Es ist ja immer so eine Mischung aus Befremden und Amüsement, mit der man den US-amerikanischen Politzirkus so beobachtet. Während es hierzulande schon so etwas wie die Flüchtlingskrise braucht, damit Politik mal mit Emotionen verbunden ist, da gehört jenseits des großen Teiches die große Show zum Geschäft. Ob es nun Trump ist, der als ehemaliger Reality-TV-Star das ganze Leben als seine Bühne betrachtet, oder Obama und Beto als Publikumsmagneten auf der Gegenseite, der politische Auftritt wird oft auf Persönlichkeiten reduziert.

Und doch ist der Fall von Ruth Bader Ginsburg einzigartig. Anders als die obigen Galionsfiguren legte sie es gar nicht darauf an, von den Leuten bewundert zu werden. Als Richterin musste sie das auch nicht, ihr kam es darauf an, für Recht zu sorgen bzw. Minderheiten zu ihrem Recht zu verhelfen. Vor allem die Unterdrückung von Frauen war ihr immer eine Herzensangelegenheit. Da spielte es keine Rolle, ob die schlechte Bezahlung auf der Agenda stand oder die in den USA heftig umstrittene Frage zum Recht auf Abtreibung – siehe auch die Doku Selbstbestimmung ./. Politik – Abtreibung in den USA.

Gemeinsam stark
Dabei hatte es Ginsburg selbst noch vergleichsweise gut. Als Joan Ruth Bader geboren wurde sie schon früh von ihrer Mutter ermuntert, zu lernen und möglichst viel Wissen anzueignen. Das war in den 1940ern keine Selbstverständlichkeit, ebenso wenig dass sie von ihrem Mann Martin Ginsburg so unterstützt wurde, dass sie arbeiten konnte, während er seine eigenen Ambitionen hinten anstellte. Genauer war es sogar die große Intelligenz der kleingewachsenen Frau, ihr Scharfsinn, der ihn anzog und weswegen er bis zu seinem Tod 2010 bei ihr blieb.

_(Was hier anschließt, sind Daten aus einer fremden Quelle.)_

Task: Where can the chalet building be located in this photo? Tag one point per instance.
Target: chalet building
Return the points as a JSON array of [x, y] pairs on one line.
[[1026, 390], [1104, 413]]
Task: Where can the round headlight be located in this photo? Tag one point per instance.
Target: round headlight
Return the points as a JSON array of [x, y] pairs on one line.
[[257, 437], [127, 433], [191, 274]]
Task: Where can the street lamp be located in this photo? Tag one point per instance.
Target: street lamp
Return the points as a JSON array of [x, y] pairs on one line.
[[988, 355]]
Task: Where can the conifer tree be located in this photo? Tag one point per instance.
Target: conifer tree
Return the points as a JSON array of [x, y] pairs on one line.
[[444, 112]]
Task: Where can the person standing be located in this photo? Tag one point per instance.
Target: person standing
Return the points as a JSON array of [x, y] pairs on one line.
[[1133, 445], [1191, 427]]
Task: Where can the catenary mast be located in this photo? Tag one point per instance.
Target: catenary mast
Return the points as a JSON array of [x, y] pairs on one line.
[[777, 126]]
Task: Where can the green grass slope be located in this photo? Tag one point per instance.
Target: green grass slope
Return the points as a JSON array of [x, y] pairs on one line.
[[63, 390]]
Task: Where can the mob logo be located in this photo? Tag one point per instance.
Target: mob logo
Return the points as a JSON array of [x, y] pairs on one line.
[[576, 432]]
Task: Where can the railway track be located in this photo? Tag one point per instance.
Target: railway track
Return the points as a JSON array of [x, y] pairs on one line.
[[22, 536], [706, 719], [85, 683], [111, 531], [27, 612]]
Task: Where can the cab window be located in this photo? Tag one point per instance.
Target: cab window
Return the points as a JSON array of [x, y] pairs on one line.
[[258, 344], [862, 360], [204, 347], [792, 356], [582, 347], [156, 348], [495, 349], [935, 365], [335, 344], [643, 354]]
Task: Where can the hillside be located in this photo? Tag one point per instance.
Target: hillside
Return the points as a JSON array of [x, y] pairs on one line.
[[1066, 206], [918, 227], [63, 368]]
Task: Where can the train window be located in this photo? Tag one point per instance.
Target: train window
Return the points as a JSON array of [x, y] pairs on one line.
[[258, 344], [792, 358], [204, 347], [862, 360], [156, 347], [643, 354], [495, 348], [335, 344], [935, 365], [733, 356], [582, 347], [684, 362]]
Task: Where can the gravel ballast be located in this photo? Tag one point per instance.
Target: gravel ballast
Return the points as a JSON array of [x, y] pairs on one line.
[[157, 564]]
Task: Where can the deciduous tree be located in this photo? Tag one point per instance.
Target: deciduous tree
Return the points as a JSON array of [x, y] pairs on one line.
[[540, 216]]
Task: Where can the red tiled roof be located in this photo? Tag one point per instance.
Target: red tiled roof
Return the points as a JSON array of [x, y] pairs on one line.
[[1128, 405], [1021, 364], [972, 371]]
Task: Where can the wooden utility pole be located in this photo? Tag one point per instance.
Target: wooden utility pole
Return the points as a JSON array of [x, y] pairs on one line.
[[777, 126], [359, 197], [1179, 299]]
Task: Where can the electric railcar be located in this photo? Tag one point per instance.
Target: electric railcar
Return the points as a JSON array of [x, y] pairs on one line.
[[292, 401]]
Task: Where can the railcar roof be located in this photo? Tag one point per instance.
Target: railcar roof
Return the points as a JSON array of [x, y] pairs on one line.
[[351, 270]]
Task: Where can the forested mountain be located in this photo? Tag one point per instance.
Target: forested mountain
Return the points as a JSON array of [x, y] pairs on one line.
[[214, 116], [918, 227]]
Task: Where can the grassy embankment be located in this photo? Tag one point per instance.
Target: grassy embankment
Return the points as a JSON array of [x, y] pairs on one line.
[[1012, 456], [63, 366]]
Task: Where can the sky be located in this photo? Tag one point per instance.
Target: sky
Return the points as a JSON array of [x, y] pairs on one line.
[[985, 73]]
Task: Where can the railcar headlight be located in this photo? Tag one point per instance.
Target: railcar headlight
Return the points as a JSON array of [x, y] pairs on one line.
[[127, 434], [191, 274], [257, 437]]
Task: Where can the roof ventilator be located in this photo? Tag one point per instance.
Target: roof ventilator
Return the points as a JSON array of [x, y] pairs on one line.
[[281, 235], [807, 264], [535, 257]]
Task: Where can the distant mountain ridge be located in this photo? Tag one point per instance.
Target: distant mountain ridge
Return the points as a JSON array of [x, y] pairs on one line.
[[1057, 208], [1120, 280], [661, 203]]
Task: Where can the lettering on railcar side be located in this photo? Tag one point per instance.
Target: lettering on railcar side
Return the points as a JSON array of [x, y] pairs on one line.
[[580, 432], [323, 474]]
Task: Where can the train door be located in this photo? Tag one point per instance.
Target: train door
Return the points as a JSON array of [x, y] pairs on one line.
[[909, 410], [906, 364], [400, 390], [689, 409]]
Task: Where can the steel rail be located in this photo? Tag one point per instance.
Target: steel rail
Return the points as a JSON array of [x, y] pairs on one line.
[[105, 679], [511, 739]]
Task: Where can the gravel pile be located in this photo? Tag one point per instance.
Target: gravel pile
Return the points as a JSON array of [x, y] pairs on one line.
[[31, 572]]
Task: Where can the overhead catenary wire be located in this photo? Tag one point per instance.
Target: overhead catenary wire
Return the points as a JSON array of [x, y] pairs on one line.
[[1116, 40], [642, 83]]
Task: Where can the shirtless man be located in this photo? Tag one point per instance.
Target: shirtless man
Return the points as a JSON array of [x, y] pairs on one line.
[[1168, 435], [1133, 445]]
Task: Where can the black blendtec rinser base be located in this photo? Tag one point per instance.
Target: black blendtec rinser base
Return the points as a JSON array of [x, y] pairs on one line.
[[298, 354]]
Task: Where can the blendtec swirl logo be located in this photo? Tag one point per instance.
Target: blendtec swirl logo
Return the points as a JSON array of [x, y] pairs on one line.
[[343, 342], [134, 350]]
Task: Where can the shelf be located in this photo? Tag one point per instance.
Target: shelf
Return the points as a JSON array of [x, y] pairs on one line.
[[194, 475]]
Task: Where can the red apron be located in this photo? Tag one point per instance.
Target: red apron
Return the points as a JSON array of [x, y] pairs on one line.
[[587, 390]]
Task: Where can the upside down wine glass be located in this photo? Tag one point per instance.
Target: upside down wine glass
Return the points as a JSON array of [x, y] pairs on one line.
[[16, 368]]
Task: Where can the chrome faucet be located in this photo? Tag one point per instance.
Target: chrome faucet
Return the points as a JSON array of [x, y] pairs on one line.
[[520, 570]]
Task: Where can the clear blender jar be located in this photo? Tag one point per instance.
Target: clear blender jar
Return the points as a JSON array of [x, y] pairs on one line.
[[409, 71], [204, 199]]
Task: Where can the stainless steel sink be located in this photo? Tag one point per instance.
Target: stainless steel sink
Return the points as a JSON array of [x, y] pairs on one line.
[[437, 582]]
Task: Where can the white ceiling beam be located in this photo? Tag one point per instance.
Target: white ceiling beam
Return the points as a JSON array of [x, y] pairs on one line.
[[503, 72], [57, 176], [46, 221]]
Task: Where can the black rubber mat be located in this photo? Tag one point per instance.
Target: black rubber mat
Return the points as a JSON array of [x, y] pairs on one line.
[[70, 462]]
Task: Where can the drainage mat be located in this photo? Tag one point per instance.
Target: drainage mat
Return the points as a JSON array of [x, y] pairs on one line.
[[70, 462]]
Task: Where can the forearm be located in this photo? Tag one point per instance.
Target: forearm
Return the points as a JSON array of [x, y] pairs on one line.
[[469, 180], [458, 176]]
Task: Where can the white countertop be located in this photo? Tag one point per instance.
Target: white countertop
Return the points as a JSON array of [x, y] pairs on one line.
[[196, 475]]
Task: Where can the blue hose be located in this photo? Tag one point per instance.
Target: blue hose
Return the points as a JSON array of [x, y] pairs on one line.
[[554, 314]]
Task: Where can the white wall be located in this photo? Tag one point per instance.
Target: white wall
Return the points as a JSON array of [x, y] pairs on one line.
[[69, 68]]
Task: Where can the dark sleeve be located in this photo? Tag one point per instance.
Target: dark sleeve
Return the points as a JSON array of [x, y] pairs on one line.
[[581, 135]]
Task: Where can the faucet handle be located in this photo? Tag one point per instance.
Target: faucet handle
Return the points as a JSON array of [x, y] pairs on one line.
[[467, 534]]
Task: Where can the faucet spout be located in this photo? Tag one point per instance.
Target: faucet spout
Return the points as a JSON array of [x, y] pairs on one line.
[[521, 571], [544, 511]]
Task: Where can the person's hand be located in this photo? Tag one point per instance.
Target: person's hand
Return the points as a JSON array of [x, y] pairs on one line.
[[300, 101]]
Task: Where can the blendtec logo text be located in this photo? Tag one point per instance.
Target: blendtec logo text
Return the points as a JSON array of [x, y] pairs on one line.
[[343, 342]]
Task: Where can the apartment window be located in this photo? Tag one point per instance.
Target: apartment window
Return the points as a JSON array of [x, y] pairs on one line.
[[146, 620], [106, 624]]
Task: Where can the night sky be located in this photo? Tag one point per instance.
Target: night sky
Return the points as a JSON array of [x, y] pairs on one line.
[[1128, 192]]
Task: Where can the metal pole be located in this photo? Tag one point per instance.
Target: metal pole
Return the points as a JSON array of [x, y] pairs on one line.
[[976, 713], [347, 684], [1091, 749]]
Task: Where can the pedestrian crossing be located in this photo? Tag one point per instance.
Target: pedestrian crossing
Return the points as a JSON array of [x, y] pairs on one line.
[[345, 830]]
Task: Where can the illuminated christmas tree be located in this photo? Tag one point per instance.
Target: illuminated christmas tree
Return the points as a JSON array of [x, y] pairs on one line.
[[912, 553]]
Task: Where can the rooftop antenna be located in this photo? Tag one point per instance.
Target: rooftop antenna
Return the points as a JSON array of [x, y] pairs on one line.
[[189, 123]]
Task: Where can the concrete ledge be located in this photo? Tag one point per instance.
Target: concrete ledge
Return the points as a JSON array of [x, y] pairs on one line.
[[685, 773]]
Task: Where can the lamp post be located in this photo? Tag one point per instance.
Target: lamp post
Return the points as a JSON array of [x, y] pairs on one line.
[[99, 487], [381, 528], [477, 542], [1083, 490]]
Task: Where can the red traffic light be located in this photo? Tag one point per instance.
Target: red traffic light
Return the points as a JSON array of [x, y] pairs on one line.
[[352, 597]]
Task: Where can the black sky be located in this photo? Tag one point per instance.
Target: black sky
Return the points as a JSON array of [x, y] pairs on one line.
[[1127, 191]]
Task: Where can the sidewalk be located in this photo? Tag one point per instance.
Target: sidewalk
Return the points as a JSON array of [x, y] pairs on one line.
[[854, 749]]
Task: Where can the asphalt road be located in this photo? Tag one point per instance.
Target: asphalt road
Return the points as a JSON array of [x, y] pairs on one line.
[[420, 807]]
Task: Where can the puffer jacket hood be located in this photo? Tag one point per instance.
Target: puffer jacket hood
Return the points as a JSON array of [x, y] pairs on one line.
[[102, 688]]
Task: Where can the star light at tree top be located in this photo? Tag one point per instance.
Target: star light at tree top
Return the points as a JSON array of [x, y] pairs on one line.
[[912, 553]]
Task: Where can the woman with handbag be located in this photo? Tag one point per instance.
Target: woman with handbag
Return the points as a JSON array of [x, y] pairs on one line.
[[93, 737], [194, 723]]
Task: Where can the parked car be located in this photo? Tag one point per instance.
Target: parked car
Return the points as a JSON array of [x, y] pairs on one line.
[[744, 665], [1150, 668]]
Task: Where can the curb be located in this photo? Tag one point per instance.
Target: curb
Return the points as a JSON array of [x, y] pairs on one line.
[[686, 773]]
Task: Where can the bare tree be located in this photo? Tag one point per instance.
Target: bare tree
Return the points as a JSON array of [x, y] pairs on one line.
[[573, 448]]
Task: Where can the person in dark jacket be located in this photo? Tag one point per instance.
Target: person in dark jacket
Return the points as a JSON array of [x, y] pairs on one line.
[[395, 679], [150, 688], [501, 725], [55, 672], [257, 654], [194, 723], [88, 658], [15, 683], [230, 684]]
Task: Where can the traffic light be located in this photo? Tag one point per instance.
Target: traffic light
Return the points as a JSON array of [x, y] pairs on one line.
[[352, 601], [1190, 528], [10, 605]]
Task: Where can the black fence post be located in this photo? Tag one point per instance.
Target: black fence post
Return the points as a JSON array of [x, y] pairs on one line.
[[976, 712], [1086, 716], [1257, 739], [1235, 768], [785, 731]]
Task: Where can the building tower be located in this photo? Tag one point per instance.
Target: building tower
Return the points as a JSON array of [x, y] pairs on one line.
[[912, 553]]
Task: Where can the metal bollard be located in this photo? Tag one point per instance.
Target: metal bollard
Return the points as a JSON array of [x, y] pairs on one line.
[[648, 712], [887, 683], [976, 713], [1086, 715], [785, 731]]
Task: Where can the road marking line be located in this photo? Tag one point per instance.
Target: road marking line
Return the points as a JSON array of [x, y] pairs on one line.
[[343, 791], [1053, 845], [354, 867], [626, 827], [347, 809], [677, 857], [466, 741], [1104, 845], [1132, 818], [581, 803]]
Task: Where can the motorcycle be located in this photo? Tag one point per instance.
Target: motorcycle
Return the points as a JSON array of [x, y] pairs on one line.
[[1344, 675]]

Das sind auch die beiden Themen, welche die Regisseurinnen Betsy West und Julie Cohen in ihrem Dokumentarfilm in den Vordergrund stellen. RBG, das auf dem Sundance Film Festival 2018 Premiere feierte, verbindet Einblicke in das Privatleben von Ginsburg mit ihrem fortlaufenden Kampf gegen Unterdrückung. Letzterer ließ sie zu einem Idol für zahlreiche Menschen werden, gerade auch Junge. Sogar zu einer Kultfigur wurde sie mit der Zeit: The Notorious RBG lautet einer ihrer bekanntesten Spitznamen, angelehnt an den verstorbenen Rapper The Notorious BIG.

Ein Kult für alle Fälle
Inzwischen ziert ihr Konterfei T-Shirts und Buttons, manch ein Bewunderer soll sich sogar eine passende Tätowierung zugelegt haben. Beachtlich ist das auch deshalb, weil Ginsburg eben keine Selbstdarstellerin ist, das Scheinwerferlicht ihr immer fremd ist. Und das obwohl sie dieses mittlerweile gewohnt ist: 85 Jahre ist sie inzwischen und wird doch regelmäßig vor die Kamera gebeten, vielleicht auch auf das Podium, um mit den Leuten zu sprechen. Und das tat sie, mit fast allen, selbst dem politischen Gegner – eine größere Passage ist ihrer ungewöhnlichen Freundschaft zu Antonin Scalia gewidmet, einem erzkonservativen Richter, der wie sie am Obersten Gerichtshof der USA war.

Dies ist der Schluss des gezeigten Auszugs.